Sealskins are one of Greenland's few exports other than fish and shrimp. In 2005, sealskin and sealskin products worth 32.6 million kroner were
exported, accounting for 1.3% of total exports. (Shrimp is the largest export item, accounting for more than half of the total.)
Sealing in Greenland combines both subsistence and commercial components. Seals are hunted primarily for food, but the production of handicrafts,
clothes and traditional artefacts, as well as the sale of sealskins, are important by-products. No suckling pups are taken.
The annual harvest can vary significantly from year to year. Usually this is the result of severe fluctuations in ice and weather conditions,
but changes in localised abundance also play a role.
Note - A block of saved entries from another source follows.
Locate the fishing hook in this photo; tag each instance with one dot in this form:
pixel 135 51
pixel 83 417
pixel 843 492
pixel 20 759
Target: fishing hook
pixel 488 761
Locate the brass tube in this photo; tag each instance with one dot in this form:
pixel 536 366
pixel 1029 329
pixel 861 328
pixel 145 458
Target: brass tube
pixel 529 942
The seals most commonly harvested by Inuit are harp and ringed, with a combined take of 149,000 in 2004 (see Table). Also taken in that year were
5,800 hooded seals. The northwest Atlantic harp seal population is the same population harvested by Canadians. The average annual catch of harp
seals in Greenland between 1996 and 2004 was 79,000, compared with 258,000 in Canada.
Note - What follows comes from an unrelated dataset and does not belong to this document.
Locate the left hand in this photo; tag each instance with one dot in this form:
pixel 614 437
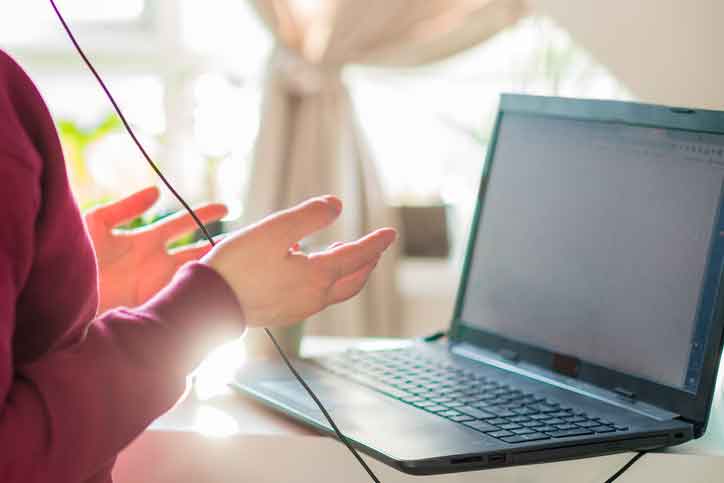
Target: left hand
pixel 133 265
Since a 1983 EEC Directive banning imports of the skins of seal pups led to a global collapse in prices and demand for seal products, the Home Rule
government introduced subsidies for professional sealers in order to ensure a reasonable income. In 2006, it paid out 22.5 million kroner to help fund equipment.
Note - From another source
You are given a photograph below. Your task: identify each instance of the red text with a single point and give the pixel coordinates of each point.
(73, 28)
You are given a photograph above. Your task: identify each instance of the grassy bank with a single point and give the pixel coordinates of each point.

A small European market for the skins of adult animals has developed over the last 20 years. A number of these skins are processed in Denmark and
exported to other EU countries.
Over the last few years, Greenland has been able to optimize the trade through the education of traders and a modernization of its Great Greenland
A/S tannery, allowing a significant reduction in the subsidies, from 6 million euros in 1999 to 3 million euros in 2005.
Only about half the total harvest is sold to the tannery each year, with the rest being used for private purposes, reflecting the combined
susbsistence and commercial aspects of sealing in Greenland.
Local knowledge accumulated over generations about tanning is now being used in the processing of both Greenlandic and Canadian sealskins,
enabling Greenland's Inuit to profit from the commercial Canadian seal hunt. However, in 2005 the commercial trade in Greenland reached almost
119,000 sealskins, making it unnecessary to import sealskins from Canada in 2006.